ECLI:NL:RBDHA:2024:2303
Rechtbank Den Haag
- Eerste aanleg - enkelvoudig
- Rechtspraak.nl
Asielaanvraag en Dublinverordening: Verantwoordelijkheid Duitsland en afhankelijkheidsrelatie
In deze zaak heeft de Rechtbank Den Haag op 7 februari 2024 uitspraak gedaan in een asielprocedure waarbij de eiser, een Syrische nationaliteit hebbende persoon, een verblijfsvergunning asiel voor bepaalde tijd heeft aangevraagd. De aanvraag is door de Staatssecretaris van Justitie en Veiligheid niet in behandeling genomen, omdat Duitsland verantwoordelijk is voor de behandeling van de asielaanvraag op basis van de Dublinverordening. Eiser heeft op 29 september 2023 zijn asielaanvraag ingediend in Nederland, maar uit Eurodac is gebleken dat hij eerder op 9 september 2023 een verzoek om internationale bescherming in Duitsland heeft ingediend. Nederland heeft op 1 november 2023 Duitsland verzocht om eiser terug te nemen, wat op 3 november 2023 door Duitsland is aanvaard.
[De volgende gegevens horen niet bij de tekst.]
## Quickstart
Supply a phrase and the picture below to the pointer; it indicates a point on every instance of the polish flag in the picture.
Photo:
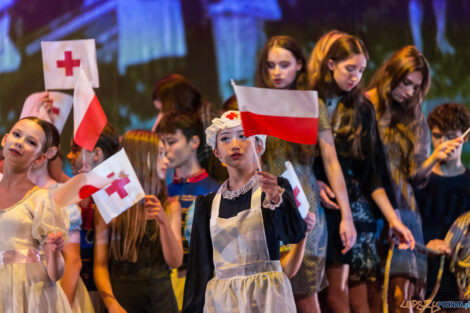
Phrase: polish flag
(290, 115)
(88, 116)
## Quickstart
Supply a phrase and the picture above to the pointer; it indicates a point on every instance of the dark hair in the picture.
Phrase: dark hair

De rechtbank heeft het beroep van eiser, samen met een verzoek om voorlopige voorziening, op 26 januari 2024 behandeld. Eiser heeft aangevoerd dat verweerder ten onrechte niet is ingegaan op de omstandigheden rondom de asielprocedure van zijn broer, die mogelijk invloed heeft op zijn eigen aanvraag. Eiser stelt dat hij afhankelijk is van zijn broer, die in Nederland verblijft, en dat dit een bijzondere omstandigheid vormt die behandeling van zijn aanvraag in Nederland rechtvaardigt. De rechtbank heeft echter geoordeeld dat eiser niet aannemelijk heeft gemaakt dat er een afhankelijkheidsrelatie bestaat zoals bedoeld in artikel 16 van de Dublinverordening. De rechtbank concludeert dat verweerder terecht heeft gesteld dat de asielaanvraag van eiser niet in behandeling genomen hoeft te worden en dat er geen bijzondere omstandigheden zijn die een uitzondering rechtvaardigen.
De rechtbank heeft het beroep ongegrond verklaard en eiser krijgt geen vergoeding van zijn proceskosten. Deze uitspraak is openbaar gemaakt en partijen zijn geïnformeerd over de mogelijkheid tot hoger beroep bij de Afdeling bestuursrechtspraak van de Raad van State.